Si en algo ha adelantado la historia medieval desde los tiempos en que yo mismo cursaba la correspondiente licenciatura en Barcelona ha sido precisamente en la inclusión (¡por fin!) del lado musulmán en el relato de la Edad Media. No es del todo una novedad: el Mahoma y Carlomagno de Henri Pirenne es de 1937 (de muy recomendable lectura, también en Alianza), y ya allí se exponía la tesis de la creación de Europa, en los llamados siglos oscuros, por oposición a la expansión musulmana.

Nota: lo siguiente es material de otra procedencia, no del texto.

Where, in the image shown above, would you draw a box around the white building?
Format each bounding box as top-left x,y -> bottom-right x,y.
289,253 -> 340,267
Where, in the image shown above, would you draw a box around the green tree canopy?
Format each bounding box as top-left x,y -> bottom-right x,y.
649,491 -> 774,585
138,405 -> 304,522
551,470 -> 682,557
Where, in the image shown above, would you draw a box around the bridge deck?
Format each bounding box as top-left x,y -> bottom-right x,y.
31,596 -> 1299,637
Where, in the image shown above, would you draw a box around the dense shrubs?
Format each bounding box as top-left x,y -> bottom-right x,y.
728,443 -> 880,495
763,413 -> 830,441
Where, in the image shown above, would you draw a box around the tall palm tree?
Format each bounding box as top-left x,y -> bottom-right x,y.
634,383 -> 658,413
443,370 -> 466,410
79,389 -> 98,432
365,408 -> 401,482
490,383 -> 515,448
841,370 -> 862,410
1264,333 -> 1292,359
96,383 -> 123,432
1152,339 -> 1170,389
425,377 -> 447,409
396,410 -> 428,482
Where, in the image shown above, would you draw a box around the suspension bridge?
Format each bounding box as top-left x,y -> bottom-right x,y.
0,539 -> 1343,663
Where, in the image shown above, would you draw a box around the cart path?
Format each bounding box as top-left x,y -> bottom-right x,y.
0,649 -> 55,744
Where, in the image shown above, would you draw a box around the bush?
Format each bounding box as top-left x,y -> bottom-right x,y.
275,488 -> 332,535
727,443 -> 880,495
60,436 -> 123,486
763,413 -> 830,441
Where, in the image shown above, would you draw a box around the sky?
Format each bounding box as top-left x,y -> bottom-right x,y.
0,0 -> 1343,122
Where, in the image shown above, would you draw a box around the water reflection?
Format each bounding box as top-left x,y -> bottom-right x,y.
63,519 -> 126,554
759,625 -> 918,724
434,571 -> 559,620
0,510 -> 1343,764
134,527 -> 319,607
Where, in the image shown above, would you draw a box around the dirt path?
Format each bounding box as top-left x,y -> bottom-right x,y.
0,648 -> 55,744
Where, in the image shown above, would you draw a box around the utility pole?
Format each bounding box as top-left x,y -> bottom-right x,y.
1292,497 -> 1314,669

El Islam es, desde sus inicios y hasta hoy mismo, un proyecto de conquista de orden religioso-político. Si se ignora ese hecho, desde luego, la acción de la Cristiandad desde la fecha de la primera Cruzada, en 1096, hasta Lepanto parece absurda. Sin embargo, ésa es la tendencia dominante en la actualidad: el profesor Tyerman sigue buscando explicaciones para lo que ya está explicado. Con tal de no decir lo fundamental, que la identidad de Occidente, a partir del siglo VIII, se desarrolla por oposición al Islam...
Lo que hice en la librería, antes de comprar la obra, que de todas maneras hubiese comprado por oficio, fue mirar el índice onomástico, que suele proporcionar algunas claves sobre la orientación del autor. Así descubrí que en 1.181 páginas, que es lo que se llevan el texto, los índices y las notas aparte, Mahoma es nombrado cuatro veces y Pirenne ninguna. Almanzor, cuatro, y es bien notable cómo: no entendiendo la Reconquista como capítulo de la resistencia a la expansión islámica, sino todo lo contrario: véase el capítulo VI, titulado "La expansión de las cruzadas" y subtitulado "Las cruzadas de la frontera, episodio primero. Conquistas en España".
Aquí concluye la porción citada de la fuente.